Posted 28 Nov 2006 by admin to Uncategorized

There is a new report out by cScape about the challenges of customer interaction management. Company respondents said that the five “greatest barriers” to delivering the best possible customer experience were:

1) Lack of resources / time (regarded as a “great barrier” by 66% of company respondents)
2) Disconnected systems & technologies (50%)
3) Lack of skills and training (38%)
4) Lack of finances (37%)
5) Lack of regular processes and / or suitable methodology (36%)

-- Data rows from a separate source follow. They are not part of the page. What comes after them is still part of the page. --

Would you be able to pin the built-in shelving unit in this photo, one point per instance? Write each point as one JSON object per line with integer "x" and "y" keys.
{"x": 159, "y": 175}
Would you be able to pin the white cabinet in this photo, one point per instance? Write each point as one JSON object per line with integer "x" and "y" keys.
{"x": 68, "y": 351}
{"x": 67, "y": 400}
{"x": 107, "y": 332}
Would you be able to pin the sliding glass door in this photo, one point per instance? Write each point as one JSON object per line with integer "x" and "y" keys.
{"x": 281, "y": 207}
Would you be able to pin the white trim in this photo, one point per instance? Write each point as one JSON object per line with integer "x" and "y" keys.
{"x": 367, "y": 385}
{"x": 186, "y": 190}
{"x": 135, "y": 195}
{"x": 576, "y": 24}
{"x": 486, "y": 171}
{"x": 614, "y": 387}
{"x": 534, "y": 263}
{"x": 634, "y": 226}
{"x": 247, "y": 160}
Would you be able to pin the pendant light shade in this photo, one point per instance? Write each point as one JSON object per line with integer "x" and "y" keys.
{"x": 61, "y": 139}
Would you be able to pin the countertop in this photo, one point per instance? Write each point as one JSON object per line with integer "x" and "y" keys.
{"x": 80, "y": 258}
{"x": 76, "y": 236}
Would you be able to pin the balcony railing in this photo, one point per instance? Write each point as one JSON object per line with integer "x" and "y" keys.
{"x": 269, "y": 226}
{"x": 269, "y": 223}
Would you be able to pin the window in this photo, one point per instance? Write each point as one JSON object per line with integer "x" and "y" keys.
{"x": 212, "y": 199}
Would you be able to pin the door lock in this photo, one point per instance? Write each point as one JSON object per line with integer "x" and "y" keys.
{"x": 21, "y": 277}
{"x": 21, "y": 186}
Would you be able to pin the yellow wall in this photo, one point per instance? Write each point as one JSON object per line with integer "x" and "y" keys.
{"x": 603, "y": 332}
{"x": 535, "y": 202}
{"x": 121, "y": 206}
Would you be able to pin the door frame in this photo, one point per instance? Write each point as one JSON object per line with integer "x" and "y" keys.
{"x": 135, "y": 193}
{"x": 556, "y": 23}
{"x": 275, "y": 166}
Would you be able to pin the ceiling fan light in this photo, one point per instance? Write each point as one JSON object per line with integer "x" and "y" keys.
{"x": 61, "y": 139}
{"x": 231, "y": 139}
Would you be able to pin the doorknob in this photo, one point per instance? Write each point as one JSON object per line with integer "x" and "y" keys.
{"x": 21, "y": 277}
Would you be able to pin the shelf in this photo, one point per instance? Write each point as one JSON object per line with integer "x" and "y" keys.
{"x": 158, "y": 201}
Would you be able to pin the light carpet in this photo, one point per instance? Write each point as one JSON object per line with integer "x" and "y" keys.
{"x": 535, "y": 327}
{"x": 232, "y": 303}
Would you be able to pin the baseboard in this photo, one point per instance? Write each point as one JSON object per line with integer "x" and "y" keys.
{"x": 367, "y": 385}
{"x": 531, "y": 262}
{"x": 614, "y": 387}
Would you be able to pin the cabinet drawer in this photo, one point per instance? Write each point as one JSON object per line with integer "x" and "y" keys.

Appetite for “Web 2.0 technologies”:

- 42% are planning to apply user-generated content (UGC) to their websites in the next 12 months; 23% are using it already.
- 35% are planning to use corporate blogs in the next 12 months; 17% are using them already.
- 33% are planning to use podcasting in the next 12 months; 18% using it already.
- 35% planning to use videocasting in the next 12 month; 17% using it already.

Gap between aspirations and reality:

- Almost two thirds of company respondents (64%) believe that joined-up online and offline experiences are essential for engaging with their audience, but 60% of companies are either not very advanced at mapping customer experiences and identifying touch-points (36%), or admit they have to start looking at this because they are not doing it all (24%).

- Half of respondents (51%) believe that personalised experiences are essential for audience engagement, with a further 44% believing they are useful. But despite the perceived importance of personalisation, 37% of company respondents are not providing it at all.

What I find interesting about this is that as always getting the basics right goes a long way to making an impact on the quality of your customer interaction. Do you capture all the relevant customer information “upfront” in the process? can you see all your customer data when serving the customer? did you close out the call at the first touch? etc. etc. If you are not the kind of company that gets this basic stuff right, you are (in my opinion) unlikely to get any of the 2.0 stuff right either.